Less big fish means more little fish

By Lucy Brake - 20 Feb 2011 13:9:1 GMT
Less big fish means more little fish

Scientists have confirmed that with humans overfishing the big predatory fish at the top of the food chain the smaller fish are thriving in their new niche. People's desire to eat the big fish species, such bluefin tuna, cod and grouper, has meant their numbers have reduced worldwide by a massive 60 percent and now the little sardines, anchovies and capelin are literally surging at the moment

The research undertaken by the University of British Columbia has confirmed what conservationists have believed is happening for many years. The findings were presented at the American Association for the Advancement of Science's yearly meeting held in Washington recently. The presenter of the research findings, Professor Villy Christensen, said ''Overfishing has absolutely had a 'when cats are away, the mice will play' effect on our oceans''. Now it is Christensen's opinion that we have managed to reach the capacity of the ocean to supply the world's growing population with fish: ''By removing the large, predatory species from the ocean, small forage fish have been left to thrive''.
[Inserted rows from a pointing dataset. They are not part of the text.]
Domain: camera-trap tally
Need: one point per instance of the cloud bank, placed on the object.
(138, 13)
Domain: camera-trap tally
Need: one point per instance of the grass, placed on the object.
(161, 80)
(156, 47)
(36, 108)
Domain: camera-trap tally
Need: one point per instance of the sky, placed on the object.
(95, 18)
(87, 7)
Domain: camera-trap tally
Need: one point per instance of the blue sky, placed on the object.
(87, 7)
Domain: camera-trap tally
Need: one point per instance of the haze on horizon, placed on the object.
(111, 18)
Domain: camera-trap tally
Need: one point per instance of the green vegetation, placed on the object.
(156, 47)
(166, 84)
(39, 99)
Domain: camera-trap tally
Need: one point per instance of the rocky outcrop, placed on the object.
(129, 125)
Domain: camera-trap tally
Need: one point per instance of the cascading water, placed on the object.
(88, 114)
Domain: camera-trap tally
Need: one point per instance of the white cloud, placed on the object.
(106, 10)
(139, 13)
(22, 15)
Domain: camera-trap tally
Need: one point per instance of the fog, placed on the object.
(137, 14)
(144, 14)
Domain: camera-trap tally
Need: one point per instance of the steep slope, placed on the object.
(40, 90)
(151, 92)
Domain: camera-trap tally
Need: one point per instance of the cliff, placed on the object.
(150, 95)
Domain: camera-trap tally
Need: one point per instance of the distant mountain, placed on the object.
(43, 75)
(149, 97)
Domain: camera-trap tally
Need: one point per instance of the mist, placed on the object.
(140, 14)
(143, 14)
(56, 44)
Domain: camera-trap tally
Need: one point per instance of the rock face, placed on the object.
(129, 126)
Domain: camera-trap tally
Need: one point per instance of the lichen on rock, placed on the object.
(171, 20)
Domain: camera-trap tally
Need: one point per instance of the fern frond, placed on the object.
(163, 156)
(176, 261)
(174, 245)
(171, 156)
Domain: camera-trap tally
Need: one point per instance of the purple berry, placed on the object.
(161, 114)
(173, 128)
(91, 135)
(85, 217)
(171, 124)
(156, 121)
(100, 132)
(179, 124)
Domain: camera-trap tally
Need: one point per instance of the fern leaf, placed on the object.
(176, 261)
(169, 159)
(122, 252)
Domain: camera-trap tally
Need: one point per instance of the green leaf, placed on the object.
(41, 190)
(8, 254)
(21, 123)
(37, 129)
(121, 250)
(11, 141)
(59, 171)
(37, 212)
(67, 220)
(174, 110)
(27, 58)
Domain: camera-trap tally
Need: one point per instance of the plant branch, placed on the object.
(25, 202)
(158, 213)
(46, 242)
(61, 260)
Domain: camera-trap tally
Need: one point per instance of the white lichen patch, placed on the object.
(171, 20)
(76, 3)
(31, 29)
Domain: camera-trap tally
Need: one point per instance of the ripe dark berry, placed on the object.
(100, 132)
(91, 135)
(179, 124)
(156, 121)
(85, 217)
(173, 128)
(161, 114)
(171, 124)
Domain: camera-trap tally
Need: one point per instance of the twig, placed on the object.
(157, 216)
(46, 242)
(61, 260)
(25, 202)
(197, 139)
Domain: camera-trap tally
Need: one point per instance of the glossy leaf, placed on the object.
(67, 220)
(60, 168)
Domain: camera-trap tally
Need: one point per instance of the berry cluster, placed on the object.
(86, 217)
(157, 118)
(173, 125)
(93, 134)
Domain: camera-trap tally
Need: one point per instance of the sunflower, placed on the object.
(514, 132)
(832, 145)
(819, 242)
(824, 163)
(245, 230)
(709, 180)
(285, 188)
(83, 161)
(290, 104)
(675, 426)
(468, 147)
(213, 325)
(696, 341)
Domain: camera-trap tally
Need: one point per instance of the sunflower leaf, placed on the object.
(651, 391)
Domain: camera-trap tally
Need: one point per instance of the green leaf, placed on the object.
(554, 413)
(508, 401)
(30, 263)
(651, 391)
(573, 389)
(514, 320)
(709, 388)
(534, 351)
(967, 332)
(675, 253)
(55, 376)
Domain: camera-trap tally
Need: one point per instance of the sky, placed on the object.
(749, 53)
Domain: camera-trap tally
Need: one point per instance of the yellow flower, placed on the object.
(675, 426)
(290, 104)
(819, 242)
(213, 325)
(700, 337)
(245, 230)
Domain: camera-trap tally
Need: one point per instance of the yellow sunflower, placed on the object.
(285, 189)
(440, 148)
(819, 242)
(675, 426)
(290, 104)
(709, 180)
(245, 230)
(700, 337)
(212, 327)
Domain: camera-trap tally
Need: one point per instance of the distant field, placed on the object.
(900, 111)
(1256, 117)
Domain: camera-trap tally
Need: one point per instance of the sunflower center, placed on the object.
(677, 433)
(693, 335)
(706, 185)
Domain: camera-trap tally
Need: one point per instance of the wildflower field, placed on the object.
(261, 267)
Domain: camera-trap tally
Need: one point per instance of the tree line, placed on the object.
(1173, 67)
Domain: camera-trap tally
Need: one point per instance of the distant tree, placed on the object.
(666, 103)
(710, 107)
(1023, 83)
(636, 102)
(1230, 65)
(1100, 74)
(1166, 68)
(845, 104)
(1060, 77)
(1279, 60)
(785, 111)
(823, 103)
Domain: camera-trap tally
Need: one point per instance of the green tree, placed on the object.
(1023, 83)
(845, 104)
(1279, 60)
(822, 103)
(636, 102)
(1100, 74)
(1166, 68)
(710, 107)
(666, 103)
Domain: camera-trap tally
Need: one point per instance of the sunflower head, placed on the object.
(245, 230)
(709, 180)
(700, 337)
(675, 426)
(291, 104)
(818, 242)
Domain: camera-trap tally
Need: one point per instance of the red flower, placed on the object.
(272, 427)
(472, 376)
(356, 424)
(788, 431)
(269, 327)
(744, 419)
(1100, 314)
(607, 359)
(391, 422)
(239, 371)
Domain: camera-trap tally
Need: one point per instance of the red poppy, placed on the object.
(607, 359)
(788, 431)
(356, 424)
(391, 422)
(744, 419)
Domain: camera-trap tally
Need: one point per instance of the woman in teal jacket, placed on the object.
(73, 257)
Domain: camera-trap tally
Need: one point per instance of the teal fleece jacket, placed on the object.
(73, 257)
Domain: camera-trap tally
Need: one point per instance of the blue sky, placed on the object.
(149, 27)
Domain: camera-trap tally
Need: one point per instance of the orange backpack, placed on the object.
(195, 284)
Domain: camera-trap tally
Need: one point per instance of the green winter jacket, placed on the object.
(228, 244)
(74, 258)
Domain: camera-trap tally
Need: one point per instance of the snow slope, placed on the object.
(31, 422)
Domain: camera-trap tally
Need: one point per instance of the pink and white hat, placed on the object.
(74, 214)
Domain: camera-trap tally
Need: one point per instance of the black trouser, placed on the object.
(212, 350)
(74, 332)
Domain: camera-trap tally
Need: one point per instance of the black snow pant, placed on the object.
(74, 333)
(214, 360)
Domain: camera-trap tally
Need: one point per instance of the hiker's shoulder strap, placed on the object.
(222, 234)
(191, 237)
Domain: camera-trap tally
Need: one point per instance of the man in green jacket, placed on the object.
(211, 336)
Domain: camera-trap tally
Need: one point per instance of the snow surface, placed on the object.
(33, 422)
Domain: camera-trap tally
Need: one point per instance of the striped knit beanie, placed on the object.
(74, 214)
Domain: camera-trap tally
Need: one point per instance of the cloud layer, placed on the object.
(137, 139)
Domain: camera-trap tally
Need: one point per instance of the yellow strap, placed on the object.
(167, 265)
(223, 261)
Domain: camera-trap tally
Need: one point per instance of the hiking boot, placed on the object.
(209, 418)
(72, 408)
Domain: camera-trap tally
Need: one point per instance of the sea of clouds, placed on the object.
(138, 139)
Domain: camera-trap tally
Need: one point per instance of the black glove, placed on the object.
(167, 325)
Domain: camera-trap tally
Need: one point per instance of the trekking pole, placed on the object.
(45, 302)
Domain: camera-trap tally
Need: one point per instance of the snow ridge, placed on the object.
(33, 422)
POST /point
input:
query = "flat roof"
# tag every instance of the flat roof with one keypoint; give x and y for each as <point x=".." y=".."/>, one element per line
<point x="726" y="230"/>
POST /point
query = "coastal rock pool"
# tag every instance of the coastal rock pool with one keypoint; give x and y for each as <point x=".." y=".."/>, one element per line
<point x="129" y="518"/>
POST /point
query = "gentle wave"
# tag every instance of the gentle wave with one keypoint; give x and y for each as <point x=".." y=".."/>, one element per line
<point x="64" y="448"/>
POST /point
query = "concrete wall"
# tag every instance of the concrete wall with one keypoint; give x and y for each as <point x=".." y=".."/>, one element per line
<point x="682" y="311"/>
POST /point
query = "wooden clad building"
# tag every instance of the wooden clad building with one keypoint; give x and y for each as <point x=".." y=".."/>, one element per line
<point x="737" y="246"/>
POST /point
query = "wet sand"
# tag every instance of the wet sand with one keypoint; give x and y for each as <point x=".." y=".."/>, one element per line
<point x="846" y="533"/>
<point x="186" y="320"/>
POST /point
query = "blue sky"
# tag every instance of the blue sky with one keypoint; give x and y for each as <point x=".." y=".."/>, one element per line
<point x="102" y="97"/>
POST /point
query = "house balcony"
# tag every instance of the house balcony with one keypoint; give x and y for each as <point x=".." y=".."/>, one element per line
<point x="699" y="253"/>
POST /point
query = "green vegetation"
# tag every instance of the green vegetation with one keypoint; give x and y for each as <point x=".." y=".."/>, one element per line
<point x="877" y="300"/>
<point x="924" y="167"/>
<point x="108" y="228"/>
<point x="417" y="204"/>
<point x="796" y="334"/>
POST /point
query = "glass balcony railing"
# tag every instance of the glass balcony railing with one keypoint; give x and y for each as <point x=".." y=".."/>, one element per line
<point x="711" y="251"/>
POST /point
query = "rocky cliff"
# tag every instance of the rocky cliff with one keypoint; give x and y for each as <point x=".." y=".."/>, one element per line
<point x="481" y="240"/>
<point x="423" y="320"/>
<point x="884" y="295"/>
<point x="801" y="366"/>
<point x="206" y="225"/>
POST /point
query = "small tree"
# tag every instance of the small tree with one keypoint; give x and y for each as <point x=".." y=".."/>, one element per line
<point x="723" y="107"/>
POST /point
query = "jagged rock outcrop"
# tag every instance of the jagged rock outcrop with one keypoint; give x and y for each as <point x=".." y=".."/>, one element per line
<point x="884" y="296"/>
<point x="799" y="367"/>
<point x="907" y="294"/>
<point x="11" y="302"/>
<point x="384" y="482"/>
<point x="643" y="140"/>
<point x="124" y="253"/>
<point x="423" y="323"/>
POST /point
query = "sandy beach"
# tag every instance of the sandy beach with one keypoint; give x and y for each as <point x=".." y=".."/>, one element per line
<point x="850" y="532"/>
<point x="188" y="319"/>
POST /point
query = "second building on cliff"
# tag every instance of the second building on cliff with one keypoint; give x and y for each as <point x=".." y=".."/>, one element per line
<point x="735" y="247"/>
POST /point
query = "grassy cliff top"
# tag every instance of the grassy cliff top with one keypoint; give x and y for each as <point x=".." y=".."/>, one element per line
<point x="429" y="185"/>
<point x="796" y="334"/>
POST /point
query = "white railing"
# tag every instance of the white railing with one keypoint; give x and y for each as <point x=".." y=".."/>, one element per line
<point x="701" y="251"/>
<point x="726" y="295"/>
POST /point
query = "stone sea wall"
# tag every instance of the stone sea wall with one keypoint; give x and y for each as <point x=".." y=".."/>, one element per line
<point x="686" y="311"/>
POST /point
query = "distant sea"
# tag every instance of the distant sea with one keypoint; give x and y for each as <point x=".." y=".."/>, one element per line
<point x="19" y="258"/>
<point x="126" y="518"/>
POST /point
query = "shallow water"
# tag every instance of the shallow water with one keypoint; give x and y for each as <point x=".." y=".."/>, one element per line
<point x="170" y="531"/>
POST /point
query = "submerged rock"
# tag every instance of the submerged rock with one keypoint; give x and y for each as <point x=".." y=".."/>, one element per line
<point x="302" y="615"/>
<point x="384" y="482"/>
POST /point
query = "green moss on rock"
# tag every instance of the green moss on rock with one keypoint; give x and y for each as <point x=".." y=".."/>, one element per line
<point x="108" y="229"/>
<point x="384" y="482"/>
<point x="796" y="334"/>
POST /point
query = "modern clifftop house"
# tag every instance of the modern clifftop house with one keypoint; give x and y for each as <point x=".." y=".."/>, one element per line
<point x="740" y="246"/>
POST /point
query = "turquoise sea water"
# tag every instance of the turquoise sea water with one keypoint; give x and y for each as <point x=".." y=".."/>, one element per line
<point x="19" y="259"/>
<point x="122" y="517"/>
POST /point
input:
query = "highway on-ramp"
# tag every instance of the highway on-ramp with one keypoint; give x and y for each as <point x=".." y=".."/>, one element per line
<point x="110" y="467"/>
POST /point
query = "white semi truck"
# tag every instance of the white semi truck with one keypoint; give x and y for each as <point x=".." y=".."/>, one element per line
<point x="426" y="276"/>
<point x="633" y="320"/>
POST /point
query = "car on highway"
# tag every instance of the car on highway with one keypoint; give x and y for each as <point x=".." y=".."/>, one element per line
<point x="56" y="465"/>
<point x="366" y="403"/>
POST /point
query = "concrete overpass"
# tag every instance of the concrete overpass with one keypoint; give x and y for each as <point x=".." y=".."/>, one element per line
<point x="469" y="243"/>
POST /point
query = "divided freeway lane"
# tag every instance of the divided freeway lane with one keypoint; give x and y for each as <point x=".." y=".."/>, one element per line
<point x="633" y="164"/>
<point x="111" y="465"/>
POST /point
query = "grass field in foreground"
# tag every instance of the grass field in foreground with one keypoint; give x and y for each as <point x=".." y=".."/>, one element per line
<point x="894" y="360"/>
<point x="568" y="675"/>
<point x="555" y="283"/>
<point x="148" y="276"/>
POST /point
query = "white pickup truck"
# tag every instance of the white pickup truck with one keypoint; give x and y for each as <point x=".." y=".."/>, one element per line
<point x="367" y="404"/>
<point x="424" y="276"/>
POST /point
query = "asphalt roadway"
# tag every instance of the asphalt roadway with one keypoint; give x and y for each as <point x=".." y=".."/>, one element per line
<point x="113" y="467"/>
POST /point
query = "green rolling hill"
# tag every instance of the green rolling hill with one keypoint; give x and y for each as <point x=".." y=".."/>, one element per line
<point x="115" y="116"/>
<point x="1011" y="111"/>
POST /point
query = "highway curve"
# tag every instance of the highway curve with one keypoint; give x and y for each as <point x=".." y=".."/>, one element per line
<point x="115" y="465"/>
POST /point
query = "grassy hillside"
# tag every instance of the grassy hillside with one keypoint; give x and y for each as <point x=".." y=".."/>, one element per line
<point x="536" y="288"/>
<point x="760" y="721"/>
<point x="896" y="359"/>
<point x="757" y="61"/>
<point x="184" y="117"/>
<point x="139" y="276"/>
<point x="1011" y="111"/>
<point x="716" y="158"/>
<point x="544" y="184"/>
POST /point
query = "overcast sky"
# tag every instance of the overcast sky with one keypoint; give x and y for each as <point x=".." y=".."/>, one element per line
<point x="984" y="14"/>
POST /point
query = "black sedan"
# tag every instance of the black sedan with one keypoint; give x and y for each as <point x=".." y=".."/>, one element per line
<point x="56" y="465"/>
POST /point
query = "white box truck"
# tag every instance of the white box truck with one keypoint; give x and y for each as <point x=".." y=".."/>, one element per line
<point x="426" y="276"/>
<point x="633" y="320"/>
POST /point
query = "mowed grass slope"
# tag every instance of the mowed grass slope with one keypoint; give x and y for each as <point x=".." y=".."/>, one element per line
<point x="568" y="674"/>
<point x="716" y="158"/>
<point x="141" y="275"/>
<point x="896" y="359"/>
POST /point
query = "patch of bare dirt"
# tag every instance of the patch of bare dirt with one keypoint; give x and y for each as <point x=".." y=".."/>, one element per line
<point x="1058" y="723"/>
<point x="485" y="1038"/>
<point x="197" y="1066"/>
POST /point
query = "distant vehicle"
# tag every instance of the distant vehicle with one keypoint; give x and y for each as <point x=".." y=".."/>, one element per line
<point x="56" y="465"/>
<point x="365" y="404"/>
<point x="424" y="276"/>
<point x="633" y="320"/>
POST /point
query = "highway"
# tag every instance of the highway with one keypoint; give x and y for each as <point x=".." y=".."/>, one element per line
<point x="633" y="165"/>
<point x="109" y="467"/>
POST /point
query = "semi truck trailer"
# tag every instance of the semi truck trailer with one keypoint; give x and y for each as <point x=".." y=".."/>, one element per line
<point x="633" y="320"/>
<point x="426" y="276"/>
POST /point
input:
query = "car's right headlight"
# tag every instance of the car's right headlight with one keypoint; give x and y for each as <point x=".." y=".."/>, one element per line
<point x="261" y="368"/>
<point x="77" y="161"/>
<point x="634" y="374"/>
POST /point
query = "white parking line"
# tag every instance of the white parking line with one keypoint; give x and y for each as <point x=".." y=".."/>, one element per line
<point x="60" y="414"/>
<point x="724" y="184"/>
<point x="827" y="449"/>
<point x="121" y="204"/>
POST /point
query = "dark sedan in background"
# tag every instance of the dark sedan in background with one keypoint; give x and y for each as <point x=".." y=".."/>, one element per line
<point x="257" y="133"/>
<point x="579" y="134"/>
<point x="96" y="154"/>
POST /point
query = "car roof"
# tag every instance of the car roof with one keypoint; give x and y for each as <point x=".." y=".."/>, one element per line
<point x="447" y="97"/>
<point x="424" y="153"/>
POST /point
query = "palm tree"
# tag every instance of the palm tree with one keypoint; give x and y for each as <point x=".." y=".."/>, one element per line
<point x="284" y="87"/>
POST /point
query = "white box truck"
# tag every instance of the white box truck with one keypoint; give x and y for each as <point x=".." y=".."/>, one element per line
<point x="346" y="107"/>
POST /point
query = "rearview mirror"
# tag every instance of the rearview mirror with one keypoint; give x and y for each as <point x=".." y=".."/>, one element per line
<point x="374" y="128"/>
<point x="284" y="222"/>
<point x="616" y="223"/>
Christensen and his researchers looked at over 200 of the worldwide marine ecosystem models and at over 68,000 different estimates of fish biomass ranging from the early 1880s through to 2007 for their investigation. They found that over half of the population of the bigger predatory fish have been fished and eaten by people in the last 40 years. Rapid advancements in technology has meant that that bigger fish are easier to find and can be fished at deeper levels further from shore.

The problem now is that the smaller fish are being used for feeding larger fish captive in the world's fish farms as fish oil and fishmeal and so this is reducing the numbers available for human consumption. ''It is a very different ocean that we see out there,'' said Christensen. ''We are moving from wild oceans into a system that is much more like an aquaculture farm'' and the aquaculture industry is now increasingly reliant on the smaller fish for feeding their own stocks.

Fish is a really important part of the human diet both in rich and poor countries alike and as we increase our consumption of fish we have had massive impacts on the fish stocks. ''It looks like we are fishing harder for the same or less result and this has to tell us something about the oceans' health. We may in fact have hit peak fish at the same time we are hitting peak oil''. And it doesn't look like demand for fish is going to slow down as Chinese consumers, for whom fish is a very important part of their culture and diet, continue to drive the market.

Even if improved management practices are put in place to protect fish stocks the projections provided by this latest research, when coupled with the expected impacts of climate change, are for further and continued decline. According to Christensen the studies indicate there will still be a double whammy for fish: ''In the sense that higher water temperatures... are going to mean there will be less fish in the ocean''.